The balloon was filled in the left atrium with contrast material diluted with physiological serum until it reached a volume greater than the diameter of the defect, and was slowly removed under TEE-color Doppler control until the short circuit disappeared entirely. The balloon was then slowly deflated and drawn toward the right atrium until the jump of the balloon to the right atrium was noted.
The stretch diameter was that of the balloon when the balloon passed from the left to the right atrium, occluding the ASD.
Once the balloon was outside the patient, the diameter of the balloon was tested by inflating it with the same amount in millimeters of contrast solution, assuming the stretch diameter to be that of the orifice through which the balloon passed with a certain degree of difficulty, according to the template recommended by the manufacturer.

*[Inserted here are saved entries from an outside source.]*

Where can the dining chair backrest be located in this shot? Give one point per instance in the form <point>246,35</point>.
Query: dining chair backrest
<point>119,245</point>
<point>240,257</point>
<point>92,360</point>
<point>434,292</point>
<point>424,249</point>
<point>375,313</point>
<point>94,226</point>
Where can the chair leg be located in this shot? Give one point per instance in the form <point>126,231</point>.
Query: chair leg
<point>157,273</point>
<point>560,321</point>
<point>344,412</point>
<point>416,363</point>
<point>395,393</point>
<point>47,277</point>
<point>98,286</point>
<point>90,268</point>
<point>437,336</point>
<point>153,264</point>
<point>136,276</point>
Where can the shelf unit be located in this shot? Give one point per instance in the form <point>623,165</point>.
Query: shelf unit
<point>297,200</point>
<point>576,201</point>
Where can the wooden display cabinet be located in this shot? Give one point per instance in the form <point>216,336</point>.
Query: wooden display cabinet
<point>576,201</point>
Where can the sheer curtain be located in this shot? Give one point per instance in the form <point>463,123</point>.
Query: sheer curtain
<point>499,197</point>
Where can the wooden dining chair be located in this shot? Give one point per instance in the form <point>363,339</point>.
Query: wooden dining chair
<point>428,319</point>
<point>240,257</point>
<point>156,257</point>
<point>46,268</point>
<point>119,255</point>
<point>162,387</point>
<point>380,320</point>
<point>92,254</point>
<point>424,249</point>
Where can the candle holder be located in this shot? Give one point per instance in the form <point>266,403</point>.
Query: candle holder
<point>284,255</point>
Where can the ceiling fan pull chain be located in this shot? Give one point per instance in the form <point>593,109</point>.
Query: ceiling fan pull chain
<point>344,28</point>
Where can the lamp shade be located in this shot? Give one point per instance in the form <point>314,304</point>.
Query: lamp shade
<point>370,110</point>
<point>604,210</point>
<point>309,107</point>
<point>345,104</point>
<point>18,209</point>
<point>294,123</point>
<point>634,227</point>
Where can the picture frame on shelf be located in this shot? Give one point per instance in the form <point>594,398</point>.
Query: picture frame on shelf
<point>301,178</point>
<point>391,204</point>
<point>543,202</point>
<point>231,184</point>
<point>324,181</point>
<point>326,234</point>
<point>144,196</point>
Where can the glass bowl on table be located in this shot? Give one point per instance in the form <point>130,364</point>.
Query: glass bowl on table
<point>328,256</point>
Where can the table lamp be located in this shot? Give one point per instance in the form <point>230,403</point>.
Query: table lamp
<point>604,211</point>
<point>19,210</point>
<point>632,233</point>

The closure device ASO was chosen so that its diameter was the same or 1 to 4 mm greater than the stretch diameter of the defect. When the Starflex device was used, the ratio was with respect to the ASD or sufficiently large to block the entire aneurysm wall. The distal disk of the ASO was opened in the left atrium and, later, the proximal disk was opened in the right atrium. When implantation was incorrect on TEE, the device was removed within the vein and the maneuver was repeated as many times as necessary.
Device stability was controlled by means of the Minnesota maneuver push and drawing of the device toward both atria without deployment. Intense sport activity was discouraged for a month following the procedure and bacterial endocarditis prophylaxis was recommended for 6 months or until complete closure of the ASD was achieved.